Christians are a people set within the Story of God’s loving and saving actions in the world. The sacraments of Baptism and Holy Communion are God’s “show- and- tell” or, as John Wesley wrote in the Articles of Religion, “They are certain signs of grace, and God's good will toward us, by which he doth work invisibly in us, and doth not only quicken, but also strengthen and confirm, our faith in him.” Water, grapes and grain graft us to God’s story. When we pray over the water at Baptism, that water connects us to the water of Creation, the water of the Great Flood, the water the Israelites traveled through on their way out of slavery into freedom, and the water in which Jesus was baptized. We participate in these stories, and through the water, they become part of our experience too. Water is God’s vehicle of new life and it flows throughout Christian life. We are renewed and re-born in it.

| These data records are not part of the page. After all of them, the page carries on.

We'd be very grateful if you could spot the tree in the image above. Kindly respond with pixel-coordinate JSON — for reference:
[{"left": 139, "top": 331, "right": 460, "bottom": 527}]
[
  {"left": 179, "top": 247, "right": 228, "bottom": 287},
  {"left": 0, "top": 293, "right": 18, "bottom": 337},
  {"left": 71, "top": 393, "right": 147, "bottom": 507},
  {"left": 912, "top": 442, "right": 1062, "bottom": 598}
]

As we celebrate Holy Communion each Sunday during Lent, we are given the chance to experience our story as God’s people through the grapes and grain. Just like the baptismal prayer over the water, the communion prayers remind us of who we are, how we got to be that way and what God has done for us in Jesus. As our Pastors lead us in the Great Thanksgiving and then consecrate the bread and cup, listen carefully to the story that is told; the covenants God made with us that we broke, and how Jesus restores us to right relationship with God, “In love you made us for yourself; and when we had fallen into sin and become subject to evil and death, your love remained steadfast . . . Blessed is your Son Jesus Christ whom you sent in the fullness of time to redeem the world” (UMH pg. 62). The prayers may differ a bit from week to week, but through them, the story of our redemption in Jesus is told. In the bread and the juice, the new life given us through Jesus in baptism, is sustained, nurtured and grown by the regular family meal at Christ’s table.
As John Wesley reminds us in his sermon, The Duty of Constant Communion,” The benefits of [Holy Communion] are so great to all that do it in obedience to him; the forgiveness of our past sins and the present strengthening and refreshing of our souls.”We are never too young or too old to be reminded that we are formed by God to be part of God’s story. We are never too young or too old to share the family meal. Eating and drinking together at the table is the visible sign of God’s grace – the place where we all belong, where we all are welcomed and valued, where we are forgiven and restored joyfully to our place in God’s story.
See you at the family table this Sunday!